NIGA Chairman Believes COVID-19 Unique Threat For Indians

Ernie Stevens Jr., president of the National Indian Gaming Association (NIGA), has released a profound statement on behalf of the Indian nations as they face the instability in the midst of the ongoing COVID-19 pandemic. Tribal leaders across Indian Country, he said, make difficult decisions to protect “our children, our communities and our future.”

Highlighting the extent of the health crisis impact, he wrote: “No one has escaped the impacts of COVID-19, and Indian Country is no exception. All 12 Indian Health Service regions report confirmed cases of persons testing positive for the coronavirus. Some of the hardest-hit areas of Indian Country include the Navajo Nation (813 cases as of April 13), the Pueblo of San Felipe (54), Pueblo of Zia (31) and the Tohono O’odham Nation.”

The coronavirus, according to Stevens, is more of a threat to Indian Nation than other populations. He noted: “Far too many Native Americans are susceptible to this virus because of existing health conditions like diabetes, heart disease, and asthma. But the trigger for spread of the virus is the lack of housing on Indian lands. With multiple generations of families living under one roof, this virus poses a unique challenge to tribal leaders nationwide.

“In addition to the direct health threats, the pandemic is inflicting economic distress throughout Indian Country. As early as the first week in March, tribal leaders began ordering the closures of Indian gaming, hotel, and hospitality operations to help stop the spread of the coronavirus and to protect the safety of employees, guests, and communities. These decisions were difficult, were made with the safety of our people at the front of our minds, and the tribal leaders have to be commended.”

Stevens also called for Paycheck Security access and said NIGA is collaborating with member tribes and the National Congress of American Indians (NCAI) to accomplish that goal. He said: “Small tribal gaming businesses are often primarily job creators. Many times, although we are small business, tribal gaming is among the largest regional employers. We need Paycheck Protection to forestall even more severe economic injury to our small tribal operations.

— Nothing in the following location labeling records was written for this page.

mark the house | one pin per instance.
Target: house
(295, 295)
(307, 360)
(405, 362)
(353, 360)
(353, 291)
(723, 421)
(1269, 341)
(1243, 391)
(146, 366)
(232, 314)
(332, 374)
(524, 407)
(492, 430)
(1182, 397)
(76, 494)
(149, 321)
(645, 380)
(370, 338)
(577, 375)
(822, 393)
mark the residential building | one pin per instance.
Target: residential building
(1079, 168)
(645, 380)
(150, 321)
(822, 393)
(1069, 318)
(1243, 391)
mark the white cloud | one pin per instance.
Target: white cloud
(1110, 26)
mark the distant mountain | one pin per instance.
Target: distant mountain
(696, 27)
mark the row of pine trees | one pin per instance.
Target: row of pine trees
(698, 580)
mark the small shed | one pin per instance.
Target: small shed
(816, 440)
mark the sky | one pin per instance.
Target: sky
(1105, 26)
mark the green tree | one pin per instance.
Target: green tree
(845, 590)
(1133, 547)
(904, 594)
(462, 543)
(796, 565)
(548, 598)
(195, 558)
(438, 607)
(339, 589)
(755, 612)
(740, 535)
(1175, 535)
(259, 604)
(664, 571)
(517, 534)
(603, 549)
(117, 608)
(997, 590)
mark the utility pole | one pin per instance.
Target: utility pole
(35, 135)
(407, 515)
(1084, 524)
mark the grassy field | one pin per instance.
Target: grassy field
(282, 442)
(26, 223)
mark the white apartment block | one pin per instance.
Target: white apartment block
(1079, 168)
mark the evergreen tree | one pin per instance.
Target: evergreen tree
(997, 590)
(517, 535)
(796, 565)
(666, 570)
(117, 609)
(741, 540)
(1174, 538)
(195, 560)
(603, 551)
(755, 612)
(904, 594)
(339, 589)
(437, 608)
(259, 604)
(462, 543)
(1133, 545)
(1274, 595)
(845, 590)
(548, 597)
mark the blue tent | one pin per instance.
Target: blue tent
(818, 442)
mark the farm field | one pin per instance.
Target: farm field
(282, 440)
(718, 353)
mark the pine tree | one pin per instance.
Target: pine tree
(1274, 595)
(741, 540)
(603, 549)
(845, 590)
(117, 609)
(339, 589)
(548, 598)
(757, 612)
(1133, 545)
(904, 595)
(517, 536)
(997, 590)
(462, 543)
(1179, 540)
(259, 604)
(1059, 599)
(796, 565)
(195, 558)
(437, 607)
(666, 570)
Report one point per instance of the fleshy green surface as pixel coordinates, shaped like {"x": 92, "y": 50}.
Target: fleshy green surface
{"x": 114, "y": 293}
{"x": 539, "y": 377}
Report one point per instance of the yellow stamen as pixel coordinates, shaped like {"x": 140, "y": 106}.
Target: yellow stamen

“The National Indian Gaming Association has called upon Treasury and Small Business Administration (SBA) to fix that by removing this barrier to all tribal gaming operations that meet the employee requirements so that they can retain or re-hire their people, help put food back on their tables, and maintain these workers’ ties to Indian Country – so that when we do defeat this pandemic, we can more quickly get up and running.”

Stevens, in a call for solidarity said: “If there was ever a time in our lives where we need to stand firm together, it is now. We must all be committed individually to doing our part to help lessen the curve and bring us forward to a new normal to rebuild upon for our families, communities, and Indian Country.

“I assure you that throughout the pandemic, the National Indian Gaming Association has and will continue working closely with our Member Tribes and sister organisations and continue to advocate for Indian Country.

“Our prayers for strength go out to all our tribal leaders as they lead their tribal communities through these times. We also pray for the families who have lost loved ones to this virus, and prayers for health and safety for all on the frontlines providing essential, protective, and medical services. We will get through this – apart – but working together. Thank you.”